Information Extraction with LangChain & Kor
Based on Sam Witteveen's video on YouTube. If you like this content, support the original creators by watching, liking and subscribing to their content.
Kor performs information extraction by prompting a large language model to fill a predefined schema, avoiding the need for immediate NER training data.
Briefing
Turning messy text into structured data is the bottleneck for many NLP workflows—especially when there’s no labeled dataset to train a named-entity recognition (NER) model. Kor, used alongside LangChain, offers a practical workaround: it uses a large language model (in this case, ChatGPT via the “chat OpenAI” model) to extract fields directly into a predefined schema, producing report-ready outputs and even a seed dataset for training a future NER system.

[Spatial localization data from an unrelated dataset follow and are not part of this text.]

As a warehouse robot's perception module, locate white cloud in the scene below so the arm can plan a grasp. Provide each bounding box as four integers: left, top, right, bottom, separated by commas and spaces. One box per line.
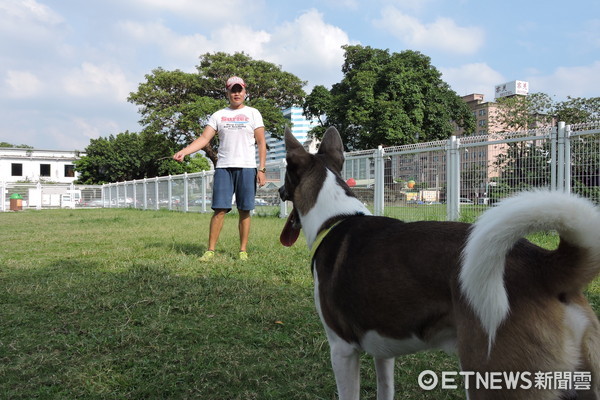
62, 62, 134, 102
526, 61, 600, 100
374, 7, 484, 54
264, 10, 352, 86
127, 0, 264, 24
0, 0, 64, 43
4, 70, 42, 98
120, 10, 351, 90
440, 63, 506, 101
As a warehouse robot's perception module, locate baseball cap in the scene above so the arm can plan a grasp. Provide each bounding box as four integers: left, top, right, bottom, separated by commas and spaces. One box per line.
225, 76, 246, 90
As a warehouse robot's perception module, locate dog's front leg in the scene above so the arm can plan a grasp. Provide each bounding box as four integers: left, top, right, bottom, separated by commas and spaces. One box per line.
375, 358, 394, 400
329, 338, 360, 400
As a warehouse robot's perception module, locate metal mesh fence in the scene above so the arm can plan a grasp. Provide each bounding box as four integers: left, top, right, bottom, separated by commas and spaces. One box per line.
0, 121, 600, 221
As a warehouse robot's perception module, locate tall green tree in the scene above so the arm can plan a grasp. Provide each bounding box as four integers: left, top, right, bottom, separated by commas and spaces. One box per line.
304, 45, 475, 150
128, 52, 306, 163
554, 96, 600, 124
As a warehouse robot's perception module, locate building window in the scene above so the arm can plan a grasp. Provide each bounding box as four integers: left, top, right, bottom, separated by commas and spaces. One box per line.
65, 164, 75, 178
40, 164, 50, 177
10, 164, 23, 176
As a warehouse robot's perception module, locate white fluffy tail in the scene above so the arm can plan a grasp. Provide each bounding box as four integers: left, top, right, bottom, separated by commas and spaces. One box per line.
460, 190, 600, 351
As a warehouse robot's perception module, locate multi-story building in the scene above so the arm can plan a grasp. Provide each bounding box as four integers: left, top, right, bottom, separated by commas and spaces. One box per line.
392, 81, 529, 201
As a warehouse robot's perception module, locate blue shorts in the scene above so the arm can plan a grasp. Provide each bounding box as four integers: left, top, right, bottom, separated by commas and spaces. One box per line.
211, 168, 256, 211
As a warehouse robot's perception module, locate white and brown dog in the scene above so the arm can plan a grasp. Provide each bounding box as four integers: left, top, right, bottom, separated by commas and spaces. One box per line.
280, 128, 600, 400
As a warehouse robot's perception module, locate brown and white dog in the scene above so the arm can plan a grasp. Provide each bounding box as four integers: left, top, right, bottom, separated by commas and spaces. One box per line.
280, 128, 600, 400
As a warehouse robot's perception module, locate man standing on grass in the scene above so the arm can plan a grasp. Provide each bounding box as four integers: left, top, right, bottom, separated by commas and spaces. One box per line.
173, 76, 267, 261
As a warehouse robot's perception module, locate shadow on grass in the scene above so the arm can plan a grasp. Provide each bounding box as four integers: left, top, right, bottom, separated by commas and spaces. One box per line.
0, 256, 352, 399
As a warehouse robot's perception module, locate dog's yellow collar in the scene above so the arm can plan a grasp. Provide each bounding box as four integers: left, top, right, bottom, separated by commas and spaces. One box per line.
310, 220, 343, 260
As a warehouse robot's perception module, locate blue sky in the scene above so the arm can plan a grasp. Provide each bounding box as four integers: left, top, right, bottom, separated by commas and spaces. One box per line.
0, 0, 600, 150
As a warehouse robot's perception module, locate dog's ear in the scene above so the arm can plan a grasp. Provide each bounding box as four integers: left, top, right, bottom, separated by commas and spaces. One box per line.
317, 126, 344, 173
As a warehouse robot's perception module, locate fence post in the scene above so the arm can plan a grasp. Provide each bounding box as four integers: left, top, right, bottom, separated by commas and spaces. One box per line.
550, 126, 558, 191
446, 135, 460, 221
154, 176, 160, 211
564, 125, 571, 193
183, 172, 189, 212
279, 158, 288, 218
35, 181, 44, 210
143, 178, 148, 211
556, 121, 565, 192
0, 181, 7, 212
373, 146, 385, 215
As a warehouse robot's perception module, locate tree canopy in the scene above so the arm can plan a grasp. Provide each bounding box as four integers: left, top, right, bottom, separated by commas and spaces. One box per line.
304, 45, 475, 150
128, 53, 306, 162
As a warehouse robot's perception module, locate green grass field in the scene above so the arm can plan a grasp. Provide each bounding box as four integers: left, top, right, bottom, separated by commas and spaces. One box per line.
0, 209, 600, 400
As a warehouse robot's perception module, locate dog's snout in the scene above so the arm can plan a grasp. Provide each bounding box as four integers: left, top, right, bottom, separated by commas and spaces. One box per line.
279, 185, 289, 201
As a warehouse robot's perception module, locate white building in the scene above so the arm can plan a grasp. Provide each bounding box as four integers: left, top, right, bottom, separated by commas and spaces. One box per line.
0, 147, 83, 183
265, 107, 317, 162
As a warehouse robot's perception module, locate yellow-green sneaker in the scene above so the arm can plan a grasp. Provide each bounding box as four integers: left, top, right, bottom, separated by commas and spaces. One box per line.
200, 250, 215, 261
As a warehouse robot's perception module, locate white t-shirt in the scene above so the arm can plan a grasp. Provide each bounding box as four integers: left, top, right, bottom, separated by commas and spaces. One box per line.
208, 106, 265, 168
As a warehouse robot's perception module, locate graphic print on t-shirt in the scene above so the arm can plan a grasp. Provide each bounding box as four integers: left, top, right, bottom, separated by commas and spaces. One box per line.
221, 114, 250, 129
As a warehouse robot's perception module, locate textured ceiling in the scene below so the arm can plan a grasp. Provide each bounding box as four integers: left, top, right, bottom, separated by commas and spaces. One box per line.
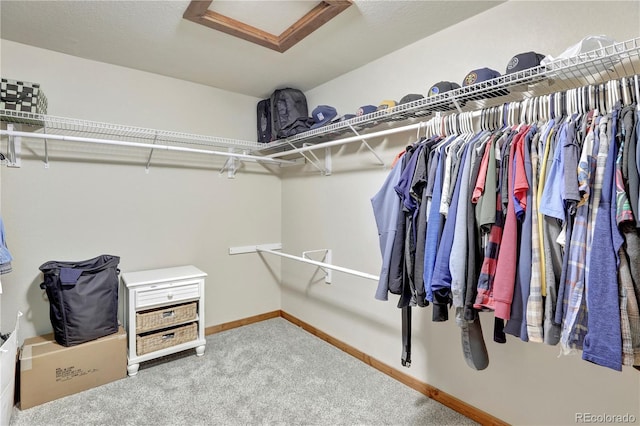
0, 0, 502, 98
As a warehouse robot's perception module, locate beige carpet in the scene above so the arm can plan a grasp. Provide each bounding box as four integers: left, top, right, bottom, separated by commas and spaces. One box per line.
11, 318, 475, 426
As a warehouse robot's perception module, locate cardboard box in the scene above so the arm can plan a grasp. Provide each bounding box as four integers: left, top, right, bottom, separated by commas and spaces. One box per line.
20, 327, 127, 410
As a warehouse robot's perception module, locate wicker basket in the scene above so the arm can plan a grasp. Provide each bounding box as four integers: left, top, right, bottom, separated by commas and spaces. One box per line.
136, 302, 198, 333
136, 322, 198, 355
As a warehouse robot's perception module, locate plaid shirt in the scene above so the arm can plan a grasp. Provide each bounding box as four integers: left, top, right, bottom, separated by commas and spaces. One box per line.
556, 115, 598, 354
473, 132, 516, 310
527, 127, 544, 343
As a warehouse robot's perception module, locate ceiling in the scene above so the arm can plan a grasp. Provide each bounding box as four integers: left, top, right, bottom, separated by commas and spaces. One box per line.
0, 0, 502, 98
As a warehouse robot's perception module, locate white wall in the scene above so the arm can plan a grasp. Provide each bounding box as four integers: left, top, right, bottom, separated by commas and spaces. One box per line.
282, 1, 640, 425
0, 40, 281, 338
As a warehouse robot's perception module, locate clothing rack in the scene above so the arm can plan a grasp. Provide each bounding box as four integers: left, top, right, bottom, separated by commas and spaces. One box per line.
229, 244, 380, 283
0, 37, 640, 177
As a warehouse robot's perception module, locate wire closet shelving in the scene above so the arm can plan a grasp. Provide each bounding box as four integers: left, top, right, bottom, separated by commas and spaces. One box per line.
0, 37, 640, 165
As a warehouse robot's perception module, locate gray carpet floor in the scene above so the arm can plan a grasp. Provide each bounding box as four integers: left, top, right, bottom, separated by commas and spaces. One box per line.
11, 318, 475, 426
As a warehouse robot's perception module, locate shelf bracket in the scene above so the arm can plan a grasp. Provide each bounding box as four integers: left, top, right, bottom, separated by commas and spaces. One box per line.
144, 132, 158, 174
349, 123, 384, 166
44, 122, 49, 169
6, 123, 22, 167
300, 143, 331, 176
302, 249, 333, 284
219, 148, 241, 179
287, 141, 331, 175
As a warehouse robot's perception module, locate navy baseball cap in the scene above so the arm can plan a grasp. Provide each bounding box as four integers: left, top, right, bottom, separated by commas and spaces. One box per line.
332, 114, 356, 123
505, 52, 545, 74
462, 68, 501, 87
311, 105, 338, 129
398, 93, 424, 105
427, 81, 460, 97
356, 105, 378, 116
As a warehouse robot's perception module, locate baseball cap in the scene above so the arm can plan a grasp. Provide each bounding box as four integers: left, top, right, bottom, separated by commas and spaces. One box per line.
378, 100, 398, 111
505, 52, 545, 74
427, 81, 460, 97
356, 105, 378, 116
462, 68, 500, 87
311, 105, 338, 129
332, 114, 356, 123
399, 93, 424, 105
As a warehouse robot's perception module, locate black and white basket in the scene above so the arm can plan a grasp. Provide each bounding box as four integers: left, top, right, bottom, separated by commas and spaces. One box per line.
0, 78, 47, 114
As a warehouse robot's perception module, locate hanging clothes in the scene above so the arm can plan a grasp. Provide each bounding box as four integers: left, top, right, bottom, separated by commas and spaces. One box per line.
372, 76, 640, 370
0, 217, 13, 274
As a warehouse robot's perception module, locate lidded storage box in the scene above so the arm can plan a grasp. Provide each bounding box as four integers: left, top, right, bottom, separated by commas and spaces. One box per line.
0, 78, 47, 114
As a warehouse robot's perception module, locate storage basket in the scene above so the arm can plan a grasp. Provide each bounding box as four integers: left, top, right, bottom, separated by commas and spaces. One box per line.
136, 322, 198, 355
0, 78, 47, 114
136, 302, 197, 333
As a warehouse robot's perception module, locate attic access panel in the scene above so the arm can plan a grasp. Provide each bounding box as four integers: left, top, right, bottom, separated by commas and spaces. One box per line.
182, 0, 351, 53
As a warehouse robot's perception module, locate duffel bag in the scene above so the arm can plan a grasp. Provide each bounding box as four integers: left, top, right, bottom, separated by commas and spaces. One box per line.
40, 255, 120, 346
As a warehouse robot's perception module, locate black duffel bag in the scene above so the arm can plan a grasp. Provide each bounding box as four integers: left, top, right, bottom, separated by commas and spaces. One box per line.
40, 254, 120, 346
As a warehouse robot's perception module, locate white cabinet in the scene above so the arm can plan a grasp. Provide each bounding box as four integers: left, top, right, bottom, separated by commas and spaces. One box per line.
122, 265, 207, 376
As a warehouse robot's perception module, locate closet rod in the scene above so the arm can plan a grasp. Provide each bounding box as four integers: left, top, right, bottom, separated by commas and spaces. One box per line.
256, 246, 380, 281
265, 123, 424, 158
0, 130, 295, 164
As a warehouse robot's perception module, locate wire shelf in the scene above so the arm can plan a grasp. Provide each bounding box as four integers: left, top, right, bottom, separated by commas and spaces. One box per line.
0, 110, 261, 153
261, 37, 640, 153
0, 37, 640, 160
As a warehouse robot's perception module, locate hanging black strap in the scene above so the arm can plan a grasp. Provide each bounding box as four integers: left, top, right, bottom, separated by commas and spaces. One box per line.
401, 306, 411, 367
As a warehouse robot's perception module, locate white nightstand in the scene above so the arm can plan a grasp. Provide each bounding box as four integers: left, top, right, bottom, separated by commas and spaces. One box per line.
122, 266, 207, 376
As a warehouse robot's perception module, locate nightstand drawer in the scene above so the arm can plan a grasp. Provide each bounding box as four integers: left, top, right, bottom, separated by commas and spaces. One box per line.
136, 322, 198, 355
136, 302, 198, 334
135, 283, 200, 309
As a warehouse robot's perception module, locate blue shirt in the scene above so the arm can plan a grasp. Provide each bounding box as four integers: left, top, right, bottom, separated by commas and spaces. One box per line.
371, 161, 402, 300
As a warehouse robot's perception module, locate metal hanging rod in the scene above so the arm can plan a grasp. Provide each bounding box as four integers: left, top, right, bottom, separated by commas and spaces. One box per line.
0, 130, 295, 164
256, 246, 380, 281
265, 123, 424, 158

The core idea is straightforward. Kor wraps a LangChain extraction chain that takes raw text, cleans and splits it, then prompts the LLM with a schema describing exactly what to extract. That schema is reinforced through in-context learning: each field comes with a description and one or more examples, so the model learns what values to pull out and how to format them. In the simplest setup, the schema defines a flat set of attributes—like extracting first name and age from sentences such as “John Smith was 23.” The system then returns structured results that match the schema, demonstrating that extraction can be done without training a dedicated model.
Kor also supports nested structures, which matters when real information is hierarchical. For example, address extraction can be modeled as a JSON object containing from/to addresses, each with street, city, state, zip code, and country. When nested fields are required, the workflow shifts from a CSV-style encoder to a JSON encoder, and the prompt is tightened further: it instructs the model to output only valid JSON, omit any fields not present in the schema, and ignore irrelevant attributes found in the text.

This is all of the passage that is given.